Gemona, in provincia di Udine, fu uno dei paesi più colpiti dal sisma. Oggi, cinquant'anni dopo, raccontiamo di un popolo che ha saputo mostrare una resilienza fuori dal comune, collaborando al fine di riconquistare alla propria vita.
“La tragedia del terremoto ha segnato la storia del Friuli Venezia Giulia e della sua gente - dice Sara Vito, presidente Uisp Friuli Venezia Giulia - per questo, martedì 5 maggio, in occasione della riunione del nostro consiglio regionale Uisp abbiamo ricordato in apertura, insieme al presidente nazionale Tiziano Pesce, le vittime del terremoto, esprimendo vicinanza a chi ha perso i propri cari e ricordando anche l'enorme sforzo che è stato fatto immediatamente dopo il sisma dalla popolazione e dalle istituzioni locali per rialzarsi e ricostruire le comunità. Uno sforzo di tutti, con la partecipazione di molti giovani volontari e al quale ha dato il suo contributo anche l’Uisp, che all'epoca era fusa con Arci. Quell’evento fa parte della memoria condivisa di tante famiglie e di un’intera popolazione che ha saputo esprimere solidarietà e voglia di futuro. L’associazionismo e il terzo settore hanno dato prova di coesione sociale e ognuno ha cercato di fare la propria parte”.

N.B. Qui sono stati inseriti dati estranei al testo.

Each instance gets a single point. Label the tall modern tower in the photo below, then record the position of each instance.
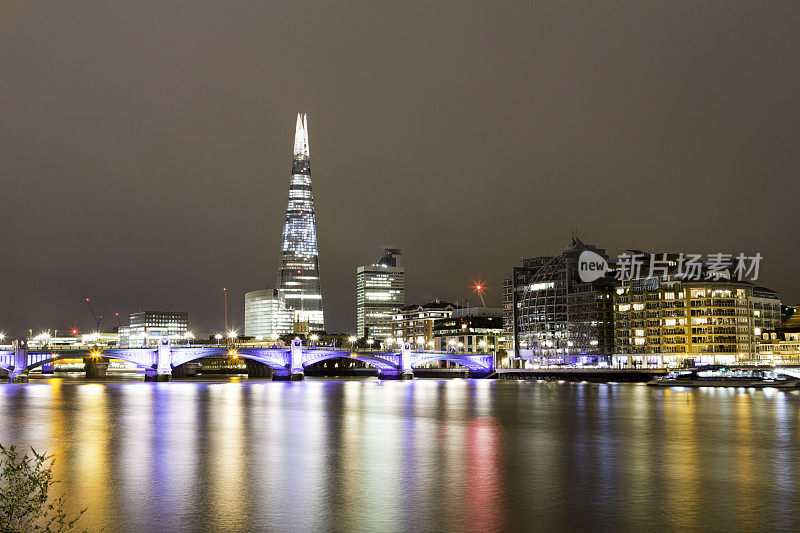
(380, 293)
(298, 272)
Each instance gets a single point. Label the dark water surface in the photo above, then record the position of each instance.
(422, 455)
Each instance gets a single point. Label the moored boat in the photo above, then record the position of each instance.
(724, 377)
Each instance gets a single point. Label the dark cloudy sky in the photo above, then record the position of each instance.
(145, 147)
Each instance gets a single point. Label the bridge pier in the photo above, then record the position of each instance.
(406, 371)
(186, 370)
(19, 373)
(296, 371)
(256, 369)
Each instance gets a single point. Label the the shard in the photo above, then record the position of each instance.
(298, 273)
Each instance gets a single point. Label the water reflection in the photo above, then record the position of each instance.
(450, 454)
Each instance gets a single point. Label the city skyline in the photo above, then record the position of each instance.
(150, 180)
(298, 271)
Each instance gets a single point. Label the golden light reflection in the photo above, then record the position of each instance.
(745, 445)
(681, 461)
(90, 460)
(228, 449)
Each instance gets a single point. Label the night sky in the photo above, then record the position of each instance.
(145, 147)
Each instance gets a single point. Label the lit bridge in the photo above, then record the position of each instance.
(287, 362)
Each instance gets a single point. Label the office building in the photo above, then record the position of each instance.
(266, 314)
(670, 320)
(552, 316)
(414, 324)
(298, 272)
(380, 293)
(469, 330)
(150, 325)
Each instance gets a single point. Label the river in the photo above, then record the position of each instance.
(365, 455)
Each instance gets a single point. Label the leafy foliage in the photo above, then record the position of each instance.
(25, 483)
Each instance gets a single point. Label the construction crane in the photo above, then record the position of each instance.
(479, 288)
(98, 319)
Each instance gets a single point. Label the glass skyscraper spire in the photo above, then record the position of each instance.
(298, 273)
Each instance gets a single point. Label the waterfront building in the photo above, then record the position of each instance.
(765, 306)
(380, 293)
(414, 324)
(469, 330)
(781, 345)
(266, 314)
(298, 271)
(145, 325)
(552, 316)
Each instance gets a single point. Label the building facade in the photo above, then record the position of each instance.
(781, 345)
(414, 324)
(380, 293)
(298, 272)
(669, 321)
(552, 316)
(147, 325)
(266, 314)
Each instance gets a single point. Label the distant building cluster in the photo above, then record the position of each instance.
(146, 325)
(295, 304)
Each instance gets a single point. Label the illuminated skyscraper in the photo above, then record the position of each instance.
(298, 272)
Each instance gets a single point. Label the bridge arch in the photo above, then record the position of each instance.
(140, 357)
(474, 363)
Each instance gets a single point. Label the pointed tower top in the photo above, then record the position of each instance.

Il motto di allora fu proprio “prima le fabbriche, poi le case, poi le chiese”: per chi era rimasto senza casa ma era in grado di lavorare furono recuperate migliaia di roulotte in giro per l’Italia, per garantire un minimo il lavoro nelle aziende che non erano state colpite. Poi si cominciò a pensare alla ricostruzione, che si voleva fare «dov’era e com’era». Il Friuli non si limitò a rimettere in piedi ciò che il terremoto aveva distrutto. La ricostruzione diventò una scelta di futuro. Dopo le macerie, la regione seppe immaginarsi diversa, più moderna, più organizzata, più connessa. Il modello Friuli Venezia Giulia si fondò anche sulla fiducia nelle comunità locali e negli amministratori del territorio. Non una ricostruzione calata dall’alto, ma un percorso in cui i Comuni ebbero un ruolo operativo e politico determinante.